Снова в обратном порядке дорога, ха-Яркон, Бен-Йегуда, маршруткой до Алленби. В еженедельнике «Манила — Манила», газете израильских филлипинцев, отчет о манифестации врагов глобализма: портреты человека-факела в берете и хитрого метиса в маске на коне, увешанного часами, фонариками, с компьютерным ящичком и самодовольными сказками про то, какой быть планете под началом индейцев Чиапаса, — имен не будет, в романе многовато имен, даже «имя» употребляется чаще, чем нужно, не говоря уж о «слове». Это были торговые марки, изображения знаменитых товаров, банкнот, перекачиваемых глобальной цивилизацией борцам с ее философией и системой. Ниже напечатана история о румынской служанке, что четверть века прослужила бухарестскому семейству, была вывезена в Эрец-Исройл и подорвалась на взрывчатке в автобусе. Антиглобалисты за то, чтобы румынская служанка не взрывалась в автобусе, и на стороне тех, кто ее подорвал.
Полчаса в экспрессе до Лода и ухабистым спуском в предместье, дождь моет стекла. «Типичная погода», как написала девочка из пустынной, припаянной к ядерным установкам Димоны. Антураж новеллы сериально-бразильский, врач обращается к дочери покинутой им любовницы, к своему, то есть, ребенку: вы не только беременны, у вас рак желудка. Погони, подмены на пяти расплывшихся по факсу бумажках, девочка одолевала звонками газету, но я, второй, после уборщицы, правщик слога, не убедил дать на полосе писем-откликов, а повезет — на палестинской дежурной странице, пестрой от полосатых платков. Димона, обла, стозевна Димона, понурая, как овца, как все бездревесные, заброшенные сами в себя города, по щиколотку в январском дожде, пролившемся и над Лодом.

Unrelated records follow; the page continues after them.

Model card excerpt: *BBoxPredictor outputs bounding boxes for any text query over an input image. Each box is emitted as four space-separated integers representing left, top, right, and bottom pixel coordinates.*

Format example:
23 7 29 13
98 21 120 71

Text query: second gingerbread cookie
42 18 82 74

Верблюдов увели. К виллам арабов съезжаются за гашишем арабы. От спиртного им дурно, потому запрет аль-Корана, а в гашише веселые призраки, полезные для здоровья. Сеется, не унимаясь, блестят фонари. Желтизна спальных окон, магнитофонный блатняк, у бухарцев румыны допивают цистерну и болтают с небритыми турками. На перекрестке две русские в не закрывающих промежность юбчонках выглядывают, шурша колготками, бедуина в новеньком джипе. Этим вечером я бы принял настойку из мака.